Rizqi Mahfudz Prasetyo, Sustainable Energy Access Program Staff, IESR, mentioned that another sustainable solution for protecting the environment that can be encouraged is the use of solar energy. It is becoming increasingly vital to tackle the problem of climate change, and harnessing solar power is a critical step in reducing greenhouse gas emissions, lessening reliance on fossil fuels, and preserving the natural environment. According to IESR, solar energy has a technical potential of 20,000 GW.

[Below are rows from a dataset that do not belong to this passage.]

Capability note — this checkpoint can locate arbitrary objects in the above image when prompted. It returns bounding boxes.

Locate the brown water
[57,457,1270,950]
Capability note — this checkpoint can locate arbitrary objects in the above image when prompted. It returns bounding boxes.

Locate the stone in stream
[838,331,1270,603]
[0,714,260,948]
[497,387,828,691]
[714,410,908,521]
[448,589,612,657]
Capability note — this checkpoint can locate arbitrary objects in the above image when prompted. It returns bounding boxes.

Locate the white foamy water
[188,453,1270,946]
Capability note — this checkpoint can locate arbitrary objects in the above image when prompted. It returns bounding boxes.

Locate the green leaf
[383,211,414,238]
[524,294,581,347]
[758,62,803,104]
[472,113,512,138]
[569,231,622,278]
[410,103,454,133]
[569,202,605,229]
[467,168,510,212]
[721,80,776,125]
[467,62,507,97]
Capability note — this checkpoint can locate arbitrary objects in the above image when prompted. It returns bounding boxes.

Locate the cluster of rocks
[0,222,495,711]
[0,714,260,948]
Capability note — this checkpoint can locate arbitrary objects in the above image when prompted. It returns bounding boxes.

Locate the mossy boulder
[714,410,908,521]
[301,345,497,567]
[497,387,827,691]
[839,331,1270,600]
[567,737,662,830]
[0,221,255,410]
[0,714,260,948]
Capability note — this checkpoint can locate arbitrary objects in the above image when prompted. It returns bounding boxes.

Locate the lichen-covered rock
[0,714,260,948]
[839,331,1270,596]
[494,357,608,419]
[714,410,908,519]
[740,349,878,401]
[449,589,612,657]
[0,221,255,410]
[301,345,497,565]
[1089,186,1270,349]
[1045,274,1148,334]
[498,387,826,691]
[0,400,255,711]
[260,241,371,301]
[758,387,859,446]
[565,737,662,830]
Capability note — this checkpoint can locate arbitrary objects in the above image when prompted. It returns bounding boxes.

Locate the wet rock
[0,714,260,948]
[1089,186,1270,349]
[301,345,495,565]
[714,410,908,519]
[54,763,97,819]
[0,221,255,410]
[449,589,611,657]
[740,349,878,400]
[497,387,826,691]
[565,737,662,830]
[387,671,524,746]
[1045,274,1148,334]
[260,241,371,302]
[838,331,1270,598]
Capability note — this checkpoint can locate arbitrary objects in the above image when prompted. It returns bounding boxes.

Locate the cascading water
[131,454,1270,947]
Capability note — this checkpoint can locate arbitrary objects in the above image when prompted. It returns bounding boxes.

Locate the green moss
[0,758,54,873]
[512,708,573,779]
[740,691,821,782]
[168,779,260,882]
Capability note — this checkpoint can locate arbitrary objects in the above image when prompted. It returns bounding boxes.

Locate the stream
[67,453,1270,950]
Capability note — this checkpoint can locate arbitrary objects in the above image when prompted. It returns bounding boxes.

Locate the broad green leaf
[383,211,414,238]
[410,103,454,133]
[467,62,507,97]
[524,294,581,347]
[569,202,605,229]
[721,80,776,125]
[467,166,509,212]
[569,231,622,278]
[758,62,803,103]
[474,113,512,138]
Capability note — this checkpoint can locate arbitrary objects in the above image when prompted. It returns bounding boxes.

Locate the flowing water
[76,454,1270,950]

“Market studies conducted by IESR in several provinces show that the potential for rooftop solar PV (a combination of early adopters and early followers) is generally above 10%, even reaching 25% for certain target groups. However, the use of solar energy in Indonesia is still minimal. Based on data from the Directorate General of EBTKE, Ministry of Energy and Mineral Resources, the actual installed capacity of solar PV in 2022 is 271.6 MW or far below the plan of 893.3 MW,” explained Rizqi.
Another effort to protect the environment and reduce emissions is recycling. Robert Wanasida, Founder of Kopi Nako, said that this coffee shop, which is popular with young people, is implementing the Daur Baur initiative to apply sustainable design in architecture, furniture, and branding of Kopi Nako. The shop’s unique approach can be seen in the way it arranges used plastic cups on the walls and fence elements, known as PanelDaur, at the Nako Alam Sutera Coffee shop. It utilizes an understanding of used plastic cups arranged to form an eye-catching and Instagrammable design to be immortalized.
“The mixed cycle concept was motivated when we wanted to manage plastic waste to protect the environment. However, reducing plastic waste and achieving zero waste is challenging for Kopi Nako. We have been educating our employees regarding plastic waste management to raise awareness of environmental care. The mixed recycling initiative movement and our collaboration with waste banks to manage plastic waste have further supported our efforts,” said Robert.
Ratna Kartadjoemena, Founder of the Paloma Sjahrir Foundation, shared her journey in building a hotel using used materials, especially making the ceiling with 1.7 tons of plastic. In the construction process, Ratna admitted that her party collaborated with architects who understood the characteristics of Indonesia when using environmentally friendly art.
“Not only is the construction process environmentally friendly, but we also implement sustainable practices in hotel operations. We manage our hotel needs through recycling, which allows us to repurpose materials such as candles and drinking bottles, which can be provided to our guests for free. We also have a waste recycling lab that experiments with new ways to regenerate waste such as plastic and styrofoam washed up from seas and rivers, even oyster shells from restaurants into new products such as baskets, furniture, and certain facilities,” said Ratna.